Massachusetts governor seeks compliance on same-sex marriage
April 27 2004 12:00 AM ET
Massachusetts governor Mitt Romney's top legal counsel told the state's justices of the peace on Sunday to resign if they are unwilling to preside over same-sex marriages beginning next month. Daniel Winslow said Romney expects the justices to comply with the law, even though the Republican governor opposes gay marriage and has sought to delay its court-ordered legalization on May 17. "Governor Romney understands and respects that people have very strong personal views both for or against same-gender marriage," Winslow told justices who had gathered to learn about the impending changes. "But on this point, the law is clear."
The Massachusetts supreme judicial court ruled in November that the state must begin issuing marriage licenses to same-sex couples beginning May 17, which means clerks and justices of the peace will have to institute some procedural changes.

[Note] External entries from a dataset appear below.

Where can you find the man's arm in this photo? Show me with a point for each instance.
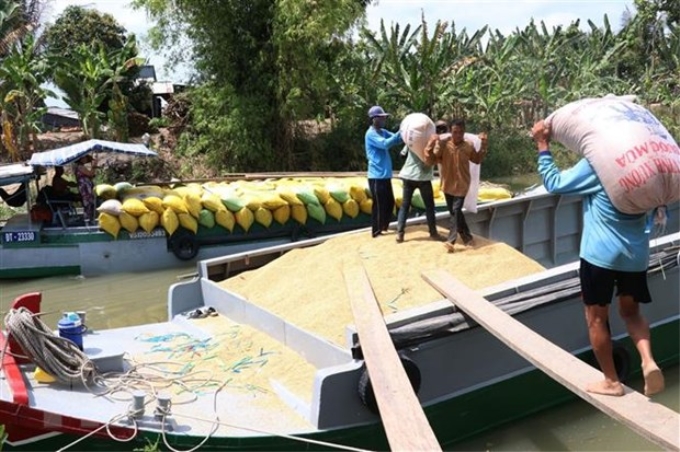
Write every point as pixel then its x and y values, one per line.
pixel 580 179
pixel 432 152
pixel 377 141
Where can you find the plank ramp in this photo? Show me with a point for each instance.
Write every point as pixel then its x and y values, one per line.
pixel 651 420
pixel 405 422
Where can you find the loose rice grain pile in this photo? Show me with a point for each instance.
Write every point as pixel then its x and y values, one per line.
pixel 306 286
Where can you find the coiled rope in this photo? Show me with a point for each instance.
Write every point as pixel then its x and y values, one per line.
pixel 57 356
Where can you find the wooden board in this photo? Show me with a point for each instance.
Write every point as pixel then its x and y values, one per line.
pixel 651 420
pixel 405 422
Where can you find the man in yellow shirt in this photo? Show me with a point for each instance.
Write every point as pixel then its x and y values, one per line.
pixel 455 154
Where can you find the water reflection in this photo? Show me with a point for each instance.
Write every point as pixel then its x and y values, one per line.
pixel 110 301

Refusing to marry gay couples could leave justices individually liable and raises the possibility of punitive damages in court, said David Fried, enforcement chief for the Massachusetts Commission Against Discrimination, who also addressed the gathering. "To the extent that the justices of the peace have taken an oath to follow the law, it seems to me both appropriate and wise to do so," Fried said. Nelson Goldin, one of the state's approximately 1,200 justices of the peace, said he believes marriage should be between a man and a woman only. "But I took my oath of office and told them I will marry anyone who the commonwealth of Massachusetts says has the right to be wed," he said.
Meanwhile, Romney said same-sex couples who reside outside the state will not be allowed to marry in Massachusetts when the law takes effect. He cited a 1913 law prohibiting unions that would not be legal in the couples' home state. "Massachusetts should not become the Las Vegas of same-sex marriage," he told The New York Times. "We do not intend to export our marriage confusion to the entire nation." Supporters of gay marriage say the 1913 law is discriminatory and was never envisioned to block same-sex marriage. They criticize Romney for adopting the broadest interpretation possible for the law. Romney ordered changes to the state's marriage application, including the addition of questions asking applicants for evidence of where they reside and intend to reside. The application will now warn out-of-state couples that if they do not intend to reside in Massachusetts, the marriage "shall be null and void."